Technology certainly creates new job opportunities. It wipes out more old ones. This phenomenon has become an obvious daily occurrence and unemployment caused by it is a big concern.

Technology helps cure diseases and reduces poverty, yet contaminated air, water, soil and food, as well as sound, luminous, and electromagnetic pollution are causing new physical and mental diseases and widening the gap between the rich and poor, the so-called "relative poverty."

Rainforests, the lungs of our dear Mother Earth, especially in the Amazon region and Southeast Asia, have been cut down at a rate faster than ever before due to availability of more sophisticated cutting and transportation tools. These precious plants absorb the excessive heat from the sun, inhale what industrial process emits and humans and animals breathe out – carbon dioxide, and exhale what humans, power plants, aircrafts and vehicles, etc, breathe in – oxygen. Can't we treat trees kindheartedly?

Our dear Mother Earth is no longer a paradise for living creatures. The consequences have been large-scale species extinctions and more are in danger. Don't they deserve equal rights to humans' in terms of existence?

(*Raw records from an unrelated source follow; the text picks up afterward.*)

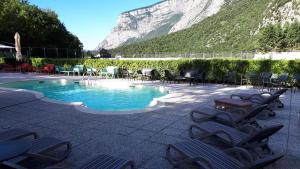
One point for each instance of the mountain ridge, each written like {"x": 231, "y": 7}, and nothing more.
{"x": 234, "y": 28}
{"x": 159, "y": 19}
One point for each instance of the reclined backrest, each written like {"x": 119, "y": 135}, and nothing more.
{"x": 270, "y": 99}
{"x": 281, "y": 91}
{"x": 254, "y": 112}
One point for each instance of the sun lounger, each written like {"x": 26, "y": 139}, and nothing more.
{"x": 246, "y": 136}
{"x": 257, "y": 100}
{"x": 43, "y": 149}
{"x": 14, "y": 134}
{"x": 264, "y": 95}
{"x": 234, "y": 117}
{"x": 108, "y": 162}
{"x": 207, "y": 156}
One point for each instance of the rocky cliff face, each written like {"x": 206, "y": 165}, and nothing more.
{"x": 288, "y": 13}
{"x": 159, "y": 19}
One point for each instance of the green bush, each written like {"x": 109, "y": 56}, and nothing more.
{"x": 1, "y": 60}
{"x": 215, "y": 69}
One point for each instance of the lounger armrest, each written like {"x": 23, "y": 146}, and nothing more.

The top urgent issue is climate change caused by global warming that accelerates as technology advances. As temperatures rise, one of the severe environmental impacts is the melting of massive ice covering Arctic and Antarctic areas, raising the sea level that, before the end of this century,may flood Shanghai, Tokyo and New York, and release the fatal viruses contained in the ice for millions of years that humans are not immune to. Unless we immediately act to reverse the trend, the stark warning issued by Stephen Hawking, one of the greatest astrophysicists, may become reality: the civilization on the earth might discontinue in 200 years and our planet might turn into a "fireball" by 2600 and, therefore (a small number of) human beings would need to emigrate to another planet such as Mars to continue our civilization.

The alarm is sounding. Fortunately, many countries are on alert and taking action, but not enough is being done.

(A former banking professional, the author is a business executive who has been published in English and Chinese internationally.)